I was working on a prototype for consuming from nsq to the Hadoop HDFS file system with Apache Flume. I couldn’t find much information, so I made a small project.

Below are a few extra notes about nsq and the project.

  • docker-flume/Dockerfile builds a container which includes Flume, nsq and Hadoop core necessary for persisting files to HDFS
  • In order to be able to quickly modify some files in the built docker container, some extra paths are mapped in the docker-compose.yml:
    • Adding the start-flume.sh script allows updating the classpath to quickly add libraries and restart the container.
    • Adding the flume/flume.conf path means the flume config can be adjusted and the container restarted, without requiring a container rebuild.
  • In flume.conf docker.sources.r1.command specifies nsq_tail.
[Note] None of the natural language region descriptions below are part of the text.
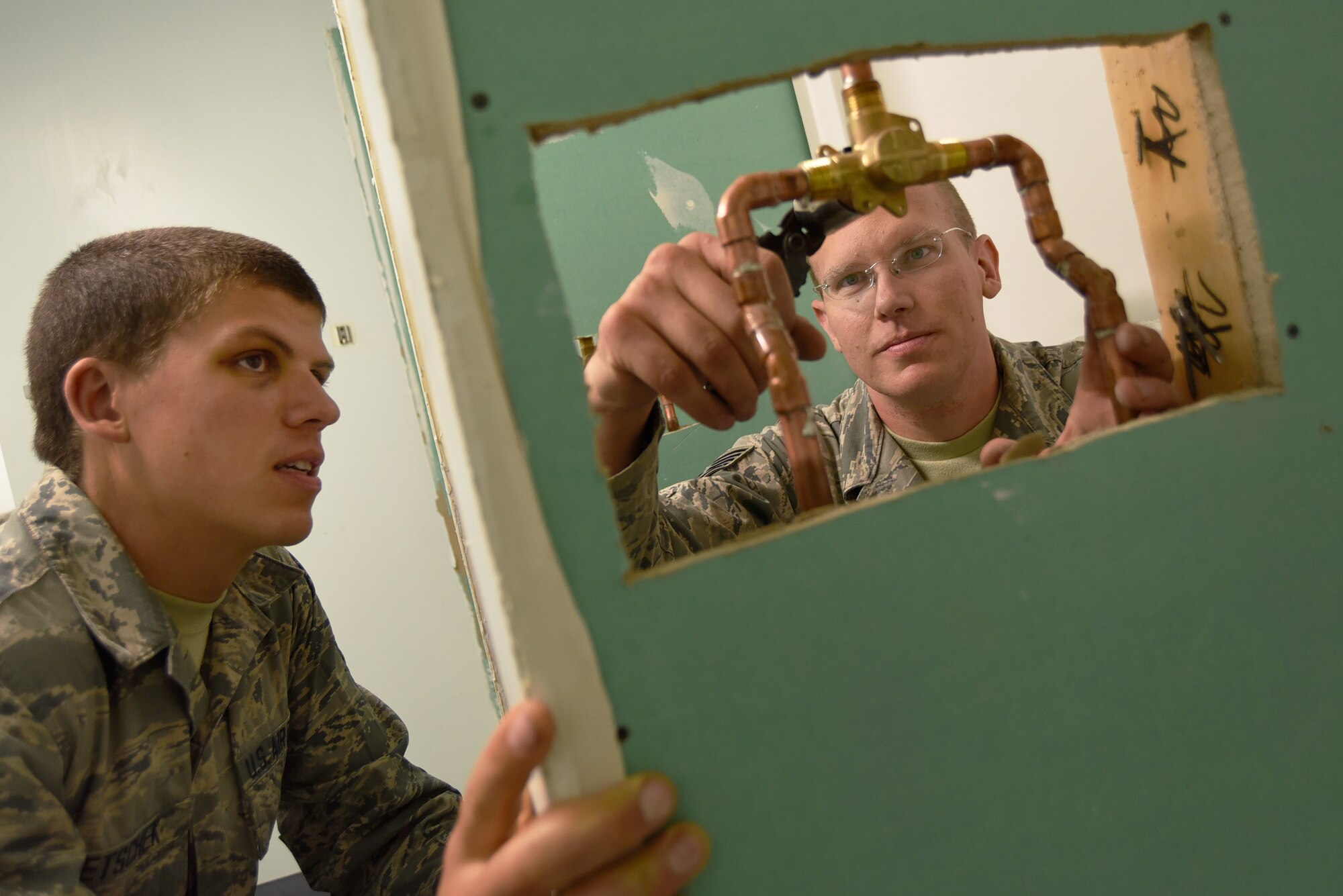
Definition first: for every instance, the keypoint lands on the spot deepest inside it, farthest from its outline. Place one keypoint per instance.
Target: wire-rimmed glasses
(851, 286)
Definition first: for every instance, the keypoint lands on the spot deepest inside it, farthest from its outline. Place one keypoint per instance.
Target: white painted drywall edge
(406, 85)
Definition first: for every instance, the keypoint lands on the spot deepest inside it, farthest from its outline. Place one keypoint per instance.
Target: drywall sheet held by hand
(1195, 213)
(1110, 671)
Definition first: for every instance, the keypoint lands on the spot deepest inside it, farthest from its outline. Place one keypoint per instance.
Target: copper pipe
(778, 353)
(1105, 310)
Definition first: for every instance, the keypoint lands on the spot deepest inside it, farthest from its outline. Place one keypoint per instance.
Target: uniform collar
(868, 452)
(112, 597)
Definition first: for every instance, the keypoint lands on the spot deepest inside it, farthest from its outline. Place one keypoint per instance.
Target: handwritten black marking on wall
(1199, 341)
(1166, 111)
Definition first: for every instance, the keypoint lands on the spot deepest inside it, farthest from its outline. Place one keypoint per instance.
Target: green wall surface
(602, 221)
(1113, 671)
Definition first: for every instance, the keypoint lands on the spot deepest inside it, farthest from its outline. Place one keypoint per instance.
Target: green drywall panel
(1111, 671)
(602, 220)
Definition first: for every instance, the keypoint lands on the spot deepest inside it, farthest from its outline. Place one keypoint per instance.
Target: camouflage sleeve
(746, 489)
(1071, 365)
(41, 848)
(357, 815)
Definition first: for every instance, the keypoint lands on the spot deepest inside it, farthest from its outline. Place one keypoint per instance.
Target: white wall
(124, 115)
(1056, 101)
(6, 495)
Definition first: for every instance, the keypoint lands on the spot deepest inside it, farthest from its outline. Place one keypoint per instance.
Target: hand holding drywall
(581, 847)
(1150, 391)
(678, 332)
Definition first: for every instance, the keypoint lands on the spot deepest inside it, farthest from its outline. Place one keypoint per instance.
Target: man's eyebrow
(288, 350)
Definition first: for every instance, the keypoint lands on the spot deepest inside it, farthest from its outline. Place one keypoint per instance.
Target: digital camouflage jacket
(751, 486)
(126, 772)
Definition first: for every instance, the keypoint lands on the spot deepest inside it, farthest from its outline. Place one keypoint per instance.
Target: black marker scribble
(1199, 341)
(1166, 111)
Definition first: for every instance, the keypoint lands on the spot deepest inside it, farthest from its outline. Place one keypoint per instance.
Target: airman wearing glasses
(903, 299)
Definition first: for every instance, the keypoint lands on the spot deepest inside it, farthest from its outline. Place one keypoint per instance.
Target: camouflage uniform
(751, 486)
(126, 772)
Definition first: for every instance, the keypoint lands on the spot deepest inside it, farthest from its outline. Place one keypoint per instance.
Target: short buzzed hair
(960, 212)
(120, 297)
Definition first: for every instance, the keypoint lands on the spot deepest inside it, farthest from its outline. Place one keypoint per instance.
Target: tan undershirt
(193, 623)
(943, 460)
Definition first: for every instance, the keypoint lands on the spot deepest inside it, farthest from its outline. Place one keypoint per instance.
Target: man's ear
(819, 306)
(91, 389)
(986, 256)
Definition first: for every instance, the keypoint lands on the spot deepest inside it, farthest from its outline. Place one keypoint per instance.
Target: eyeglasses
(851, 286)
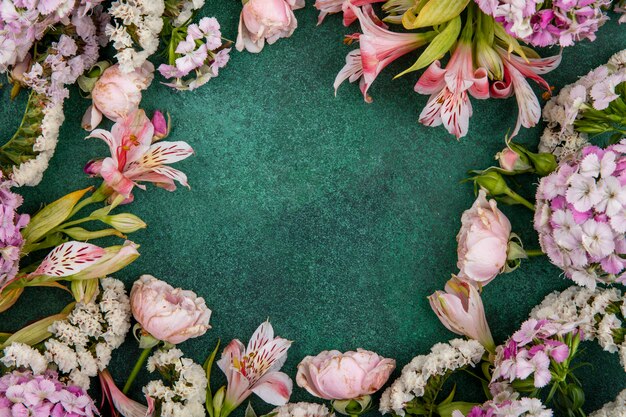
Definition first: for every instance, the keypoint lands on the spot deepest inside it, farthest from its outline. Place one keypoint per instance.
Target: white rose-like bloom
(168, 314)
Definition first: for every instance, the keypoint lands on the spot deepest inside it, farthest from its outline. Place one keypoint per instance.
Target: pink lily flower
(449, 102)
(119, 403)
(516, 70)
(79, 261)
(461, 310)
(327, 7)
(379, 48)
(255, 369)
(136, 158)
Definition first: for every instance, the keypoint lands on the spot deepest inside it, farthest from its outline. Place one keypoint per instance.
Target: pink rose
(333, 375)
(117, 94)
(461, 310)
(168, 314)
(263, 20)
(483, 241)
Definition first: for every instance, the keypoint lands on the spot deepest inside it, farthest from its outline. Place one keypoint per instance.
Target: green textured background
(332, 217)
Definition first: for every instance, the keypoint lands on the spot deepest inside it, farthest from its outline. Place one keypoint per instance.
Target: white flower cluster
(136, 23)
(186, 394)
(594, 90)
(616, 408)
(30, 173)
(595, 312)
(302, 409)
(81, 345)
(444, 357)
(20, 355)
(186, 11)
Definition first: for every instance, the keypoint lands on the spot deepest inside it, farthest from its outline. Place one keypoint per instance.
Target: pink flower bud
(482, 241)
(461, 310)
(168, 314)
(161, 125)
(117, 94)
(333, 375)
(263, 20)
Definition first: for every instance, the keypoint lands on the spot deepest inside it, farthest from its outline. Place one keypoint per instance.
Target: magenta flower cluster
(24, 394)
(529, 352)
(581, 215)
(542, 23)
(11, 240)
(22, 23)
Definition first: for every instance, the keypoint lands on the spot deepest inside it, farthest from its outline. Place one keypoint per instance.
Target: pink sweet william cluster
(201, 53)
(11, 240)
(543, 23)
(509, 407)
(24, 394)
(581, 216)
(530, 352)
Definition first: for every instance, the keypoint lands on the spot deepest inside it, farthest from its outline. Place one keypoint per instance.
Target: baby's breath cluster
(443, 359)
(599, 314)
(81, 345)
(185, 392)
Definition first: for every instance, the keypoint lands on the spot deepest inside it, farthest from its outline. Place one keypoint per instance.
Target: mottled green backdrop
(332, 217)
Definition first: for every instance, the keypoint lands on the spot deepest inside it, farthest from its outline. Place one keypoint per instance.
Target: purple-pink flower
(542, 23)
(530, 352)
(11, 240)
(24, 394)
(200, 54)
(581, 216)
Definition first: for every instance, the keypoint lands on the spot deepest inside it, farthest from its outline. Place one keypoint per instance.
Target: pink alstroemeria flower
(516, 70)
(255, 368)
(120, 403)
(135, 158)
(379, 48)
(449, 102)
(461, 310)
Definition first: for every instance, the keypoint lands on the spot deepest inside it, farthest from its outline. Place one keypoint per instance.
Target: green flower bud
(124, 222)
(492, 182)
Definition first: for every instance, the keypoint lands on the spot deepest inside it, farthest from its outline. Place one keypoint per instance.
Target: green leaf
(250, 411)
(208, 365)
(450, 397)
(34, 333)
(435, 12)
(447, 409)
(78, 233)
(438, 46)
(51, 216)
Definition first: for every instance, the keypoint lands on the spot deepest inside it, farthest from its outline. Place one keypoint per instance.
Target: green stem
(519, 199)
(142, 359)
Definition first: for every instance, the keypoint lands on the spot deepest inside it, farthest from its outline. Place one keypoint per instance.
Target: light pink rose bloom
(333, 375)
(483, 241)
(266, 20)
(461, 310)
(116, 94)
(168, 314)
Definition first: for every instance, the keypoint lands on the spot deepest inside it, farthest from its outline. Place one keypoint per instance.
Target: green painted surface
(332, 217)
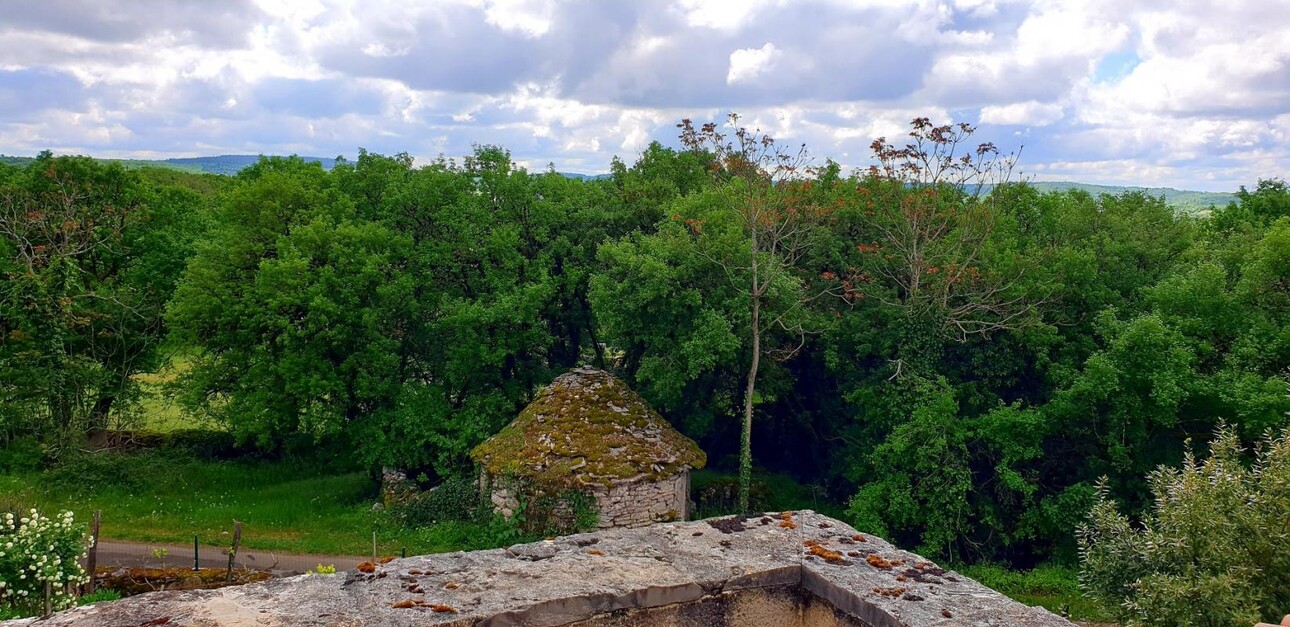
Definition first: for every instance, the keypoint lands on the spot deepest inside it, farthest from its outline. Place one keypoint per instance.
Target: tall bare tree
(772, 191)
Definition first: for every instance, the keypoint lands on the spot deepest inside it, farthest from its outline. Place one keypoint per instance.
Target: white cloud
(1022, 114)
(750, 63)
(1200, 92)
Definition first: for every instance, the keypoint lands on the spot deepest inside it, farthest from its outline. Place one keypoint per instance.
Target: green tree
(89, 254)
(1211, 551)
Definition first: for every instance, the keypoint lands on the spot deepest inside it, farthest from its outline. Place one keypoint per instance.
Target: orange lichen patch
(830, 556)
(590, 426)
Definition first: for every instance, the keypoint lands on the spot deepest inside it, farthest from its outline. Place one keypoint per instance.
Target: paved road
(139, 554)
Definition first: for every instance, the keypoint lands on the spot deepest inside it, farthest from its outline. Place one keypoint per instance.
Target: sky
(1179, 93)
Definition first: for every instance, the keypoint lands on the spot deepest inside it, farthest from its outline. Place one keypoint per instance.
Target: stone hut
(588, 434)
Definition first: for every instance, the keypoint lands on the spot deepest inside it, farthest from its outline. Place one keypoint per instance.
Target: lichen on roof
(588, 427)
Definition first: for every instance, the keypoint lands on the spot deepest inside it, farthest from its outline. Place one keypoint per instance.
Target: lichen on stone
(588, 428)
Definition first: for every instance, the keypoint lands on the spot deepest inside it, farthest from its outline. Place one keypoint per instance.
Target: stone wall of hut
(628, 505)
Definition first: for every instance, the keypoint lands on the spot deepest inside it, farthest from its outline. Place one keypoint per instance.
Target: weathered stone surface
(804, 569)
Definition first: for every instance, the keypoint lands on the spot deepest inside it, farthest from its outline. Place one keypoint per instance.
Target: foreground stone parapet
(790, 569)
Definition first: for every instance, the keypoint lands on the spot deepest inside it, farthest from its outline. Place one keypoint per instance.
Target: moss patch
(590, 428)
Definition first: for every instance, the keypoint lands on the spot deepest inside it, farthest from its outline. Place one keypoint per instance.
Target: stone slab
(612, 573)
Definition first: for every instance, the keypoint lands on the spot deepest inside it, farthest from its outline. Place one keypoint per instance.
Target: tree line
(951, 354)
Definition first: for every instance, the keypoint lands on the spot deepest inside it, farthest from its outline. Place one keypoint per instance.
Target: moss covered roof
(588, 427)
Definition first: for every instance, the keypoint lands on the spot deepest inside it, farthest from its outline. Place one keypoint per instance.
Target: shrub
(457, 498)
(36, 550)
(1214, 548)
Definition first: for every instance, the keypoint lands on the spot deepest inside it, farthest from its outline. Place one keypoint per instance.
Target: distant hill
(1182, 200)
(585, 177)
(232, 164)
(222, 164)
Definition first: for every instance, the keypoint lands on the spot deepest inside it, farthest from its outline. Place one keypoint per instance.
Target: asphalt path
(142, 554)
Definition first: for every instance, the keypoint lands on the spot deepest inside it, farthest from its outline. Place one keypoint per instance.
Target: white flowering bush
(1214, 550)
(35, 550)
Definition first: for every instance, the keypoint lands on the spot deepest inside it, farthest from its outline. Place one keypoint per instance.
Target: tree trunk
(746, 437)
(101, 412)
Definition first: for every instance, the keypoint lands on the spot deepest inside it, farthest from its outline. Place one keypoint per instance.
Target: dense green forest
(956, 364)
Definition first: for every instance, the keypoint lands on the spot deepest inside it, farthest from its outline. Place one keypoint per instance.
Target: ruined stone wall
(621, 506)
(778, 568)
(645, 502)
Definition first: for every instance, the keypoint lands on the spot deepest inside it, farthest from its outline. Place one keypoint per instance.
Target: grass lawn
(284, 506)
(1054, 587)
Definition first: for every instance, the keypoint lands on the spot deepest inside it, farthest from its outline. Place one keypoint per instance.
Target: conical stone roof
(587, 427)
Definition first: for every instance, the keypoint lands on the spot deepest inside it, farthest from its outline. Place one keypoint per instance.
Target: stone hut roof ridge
(588, 427)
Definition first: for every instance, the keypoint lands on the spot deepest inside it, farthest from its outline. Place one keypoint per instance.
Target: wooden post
(92, 559)
(232, 552)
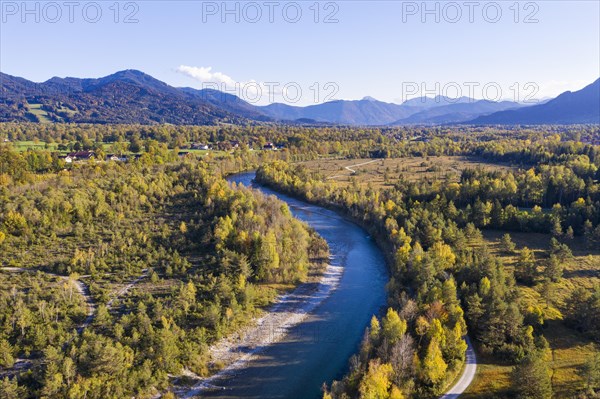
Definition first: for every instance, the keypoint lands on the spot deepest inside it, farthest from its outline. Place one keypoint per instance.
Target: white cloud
(206, 75)
(252, 91)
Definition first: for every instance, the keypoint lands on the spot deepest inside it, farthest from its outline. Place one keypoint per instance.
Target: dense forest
(440, 284)
(208, 256)
(212, 254)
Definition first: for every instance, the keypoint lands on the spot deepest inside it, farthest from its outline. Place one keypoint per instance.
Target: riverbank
(236, 351)
(322, 332)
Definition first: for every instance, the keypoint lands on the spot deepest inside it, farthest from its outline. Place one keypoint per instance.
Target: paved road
(467, 377)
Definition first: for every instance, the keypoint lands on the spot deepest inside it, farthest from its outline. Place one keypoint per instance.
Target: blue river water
(318, 349)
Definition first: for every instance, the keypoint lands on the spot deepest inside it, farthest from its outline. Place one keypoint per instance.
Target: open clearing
(570, 349)
(385, 172)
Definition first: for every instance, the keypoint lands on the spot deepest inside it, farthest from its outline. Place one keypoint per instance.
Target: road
(467, 377)
(349, 168)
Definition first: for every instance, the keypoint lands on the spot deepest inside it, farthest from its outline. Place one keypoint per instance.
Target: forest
(492, 251)
(214, 255)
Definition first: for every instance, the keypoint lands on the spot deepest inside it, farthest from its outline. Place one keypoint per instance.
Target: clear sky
(390, 50)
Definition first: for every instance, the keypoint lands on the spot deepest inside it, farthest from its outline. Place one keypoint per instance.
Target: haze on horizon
(304, 53)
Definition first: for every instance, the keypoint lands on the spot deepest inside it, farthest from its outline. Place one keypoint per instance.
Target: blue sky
(390, 50)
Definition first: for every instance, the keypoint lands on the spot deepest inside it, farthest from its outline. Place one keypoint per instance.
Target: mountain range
(132, 96)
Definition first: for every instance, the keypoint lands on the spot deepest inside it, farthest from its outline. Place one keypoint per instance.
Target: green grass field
(36, 109)
(384, 172)
(569, 348)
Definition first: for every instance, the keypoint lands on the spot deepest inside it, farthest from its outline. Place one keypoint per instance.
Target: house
(80, 156)
(200, 146)
(116, 158)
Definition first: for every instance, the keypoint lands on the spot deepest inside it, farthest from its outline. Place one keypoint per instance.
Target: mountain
(367, 111)
(132, 96)
(455, 113)
(437, 101)
(227, 102)
(579, 107)
(124, 97)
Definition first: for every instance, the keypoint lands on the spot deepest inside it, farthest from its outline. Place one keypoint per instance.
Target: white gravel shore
(288, 311)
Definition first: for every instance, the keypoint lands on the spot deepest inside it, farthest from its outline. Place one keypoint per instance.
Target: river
(318, 349)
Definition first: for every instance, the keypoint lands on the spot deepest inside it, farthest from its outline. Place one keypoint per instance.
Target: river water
(318, 349)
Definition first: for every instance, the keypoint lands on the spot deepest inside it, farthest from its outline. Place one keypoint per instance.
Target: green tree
(531, 377)
(507, 244)
(433, 366)
(393, 326)
(526, 268)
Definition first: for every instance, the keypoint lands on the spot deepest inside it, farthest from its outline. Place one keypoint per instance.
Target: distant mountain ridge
(132, 96)
(457, 112)
(124, 97)
(579, 107)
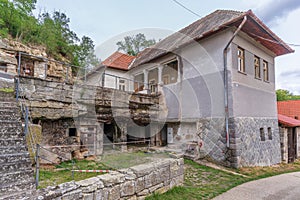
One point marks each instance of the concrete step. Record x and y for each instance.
(11, 132)
(12, 142)
(7, 99)
(7, 94)
(15, 157)
(13, 149)
(8, 104)
(10, 110)
(10, 123)
(17, 190)
(13, 167)
(13, 177)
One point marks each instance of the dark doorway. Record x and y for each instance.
(292, 145)
(72, 132)
(164, 132)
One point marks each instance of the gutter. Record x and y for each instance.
(225, 51)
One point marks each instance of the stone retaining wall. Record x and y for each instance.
(133, 183)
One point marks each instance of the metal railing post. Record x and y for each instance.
(17, 88)
(84, 74)
(37, 165)
(46, 69)
(67, 74)
(26, 121)
(19, 64)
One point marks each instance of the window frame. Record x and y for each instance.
(122, 84)
(257, 67)
(152, 84)
(266, 71)
(241, 60)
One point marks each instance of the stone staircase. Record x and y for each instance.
(16, 174)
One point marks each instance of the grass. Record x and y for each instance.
(201, 182)
(263, 172)
(206, 183)
(7, 90)
(53, 175)
(125, 160)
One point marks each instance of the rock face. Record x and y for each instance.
(55, 100)
(133, 183)
(34, 62)
(75, 114)
(16, 174)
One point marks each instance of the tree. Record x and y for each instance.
(132, 45)
(85, 54)
(283, 95)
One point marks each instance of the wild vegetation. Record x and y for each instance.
(284, 95)
(132, 45)
(48, 29)
(201, 182)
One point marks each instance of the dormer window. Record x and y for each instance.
(266, 71)
(241, 60)
(257, 67)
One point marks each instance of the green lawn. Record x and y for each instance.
(53, 175)
(206, 183)
(200, 182)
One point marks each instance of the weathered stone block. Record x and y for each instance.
(112, 178)
(127, 188)
(142, 170)
(140, 184)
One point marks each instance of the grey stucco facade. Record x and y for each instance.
(196, 102)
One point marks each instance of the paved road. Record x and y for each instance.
(285, 186)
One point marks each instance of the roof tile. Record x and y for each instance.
(118, 60)
(288, 121)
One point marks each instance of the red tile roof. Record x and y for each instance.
(211, 24)
(288, 121)
(289, 108)
(118, 60)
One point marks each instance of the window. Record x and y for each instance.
(3, 67)
(122, 84)
(262, 134)
(152, 86)
(72, 132)
(241, 60)
(257, 67)
(170, 72)
(139, 82)
(270, 133)
(166, 79)
(266, 70)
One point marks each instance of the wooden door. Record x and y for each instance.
(292, 144)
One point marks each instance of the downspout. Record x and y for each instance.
(225, 51)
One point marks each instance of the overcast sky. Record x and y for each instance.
(107, 22)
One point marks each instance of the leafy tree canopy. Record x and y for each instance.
(132, 45)
(284, 95)
(48, 29)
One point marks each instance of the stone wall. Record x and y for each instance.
(251, 147)
(284, 144)
(55, 100)
(133, 183)
(298, 141)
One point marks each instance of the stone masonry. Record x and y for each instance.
(133, 183)
(16, 174)
(254, 142)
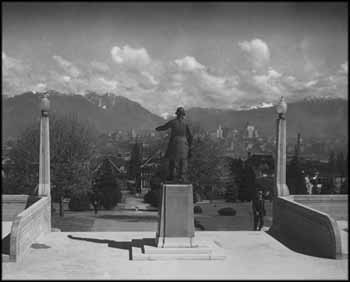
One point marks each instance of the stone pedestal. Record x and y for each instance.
(176, 221)
(175, 236)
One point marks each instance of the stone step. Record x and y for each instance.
(137, 255)
(155, 250)
(5, 258)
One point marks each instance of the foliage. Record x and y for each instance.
(204, 169)
(197, 209)
(245, 180)
(197, 224)
(106, 186)
(71, 146)
(295, 178)
(153, 197)
(228, 211)
(79, 200)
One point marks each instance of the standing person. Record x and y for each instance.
(179, 146)
(258, 210)
(95, 204)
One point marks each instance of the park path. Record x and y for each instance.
(132, 215)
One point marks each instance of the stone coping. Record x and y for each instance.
(305, 229)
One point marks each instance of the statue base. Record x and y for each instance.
(176, 221)
(175, 236)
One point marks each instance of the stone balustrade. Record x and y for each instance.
(28, 225)
(12, 205)
(305, 229)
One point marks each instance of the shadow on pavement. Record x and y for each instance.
(5, 245)
(124, 245)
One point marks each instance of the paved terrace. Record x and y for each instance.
(249, 255)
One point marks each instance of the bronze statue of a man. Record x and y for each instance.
(179, 146)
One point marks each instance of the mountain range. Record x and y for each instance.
(316, 117)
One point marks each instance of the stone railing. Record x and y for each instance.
(334, 205)
(305, 229)
(28, 226)
(12, 205)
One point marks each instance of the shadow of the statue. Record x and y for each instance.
(124, 245)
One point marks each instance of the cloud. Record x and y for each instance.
(109, 85)
(10, 64)
(151, 78)
(100, 66)
(40, 87)
(344, 68)
(131, 57)
(67, 66)
(257, 52)
(16, 75)
(189, 63)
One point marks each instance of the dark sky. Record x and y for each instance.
(249, 52)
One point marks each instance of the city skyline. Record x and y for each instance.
(162, 55)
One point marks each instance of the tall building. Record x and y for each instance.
(219, 132)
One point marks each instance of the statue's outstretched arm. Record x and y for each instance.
(164, 127)
(189, 136)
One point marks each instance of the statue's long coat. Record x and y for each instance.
(180, 139)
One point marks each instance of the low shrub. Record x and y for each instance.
(153, 197)
(197, 209)
(198, 225)
(227, 211)
(79, 202)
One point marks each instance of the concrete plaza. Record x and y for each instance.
(105, 255)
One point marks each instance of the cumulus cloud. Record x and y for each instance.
(16, 75)
(100, 66)
(67, 66)
(131, 57)
(257, 52)
(10, 64)
(150, 77)
(189, 63)
(311, 83)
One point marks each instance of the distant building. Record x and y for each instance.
(219, 132)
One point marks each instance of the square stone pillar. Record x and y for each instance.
(176, 221)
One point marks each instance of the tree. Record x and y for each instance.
(134, 170)
(247, 183)
(341, 164)
(204, 165)
(71, 147)
(295, 178)
(106, 186)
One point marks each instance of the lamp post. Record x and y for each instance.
(281, 188)
(44, 162)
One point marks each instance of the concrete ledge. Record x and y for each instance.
(204, 251)
(28, 226)
(334, 205)
(305, 229)
(12, 205)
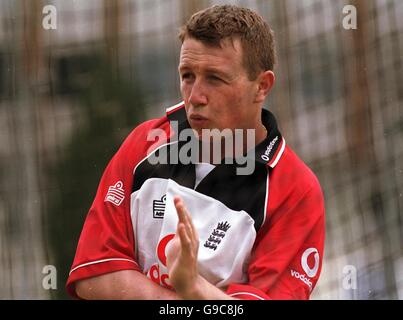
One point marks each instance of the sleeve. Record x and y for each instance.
(106, 242)
(287, 256)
While this is a quick way to consume from nsq, it is possibly not a reliable technique to use in a production environment.
  • nsq doesn’t appear to have a mechanism for resuming from an offset, like Kafka. This means there could be gaps in data if a consumer goes down and comes back up. In this sense, nsq has similarities to high volume messaging systems like RabbitMQ or ZeroMQ, which provide fewer message durability guarantees than Kafka.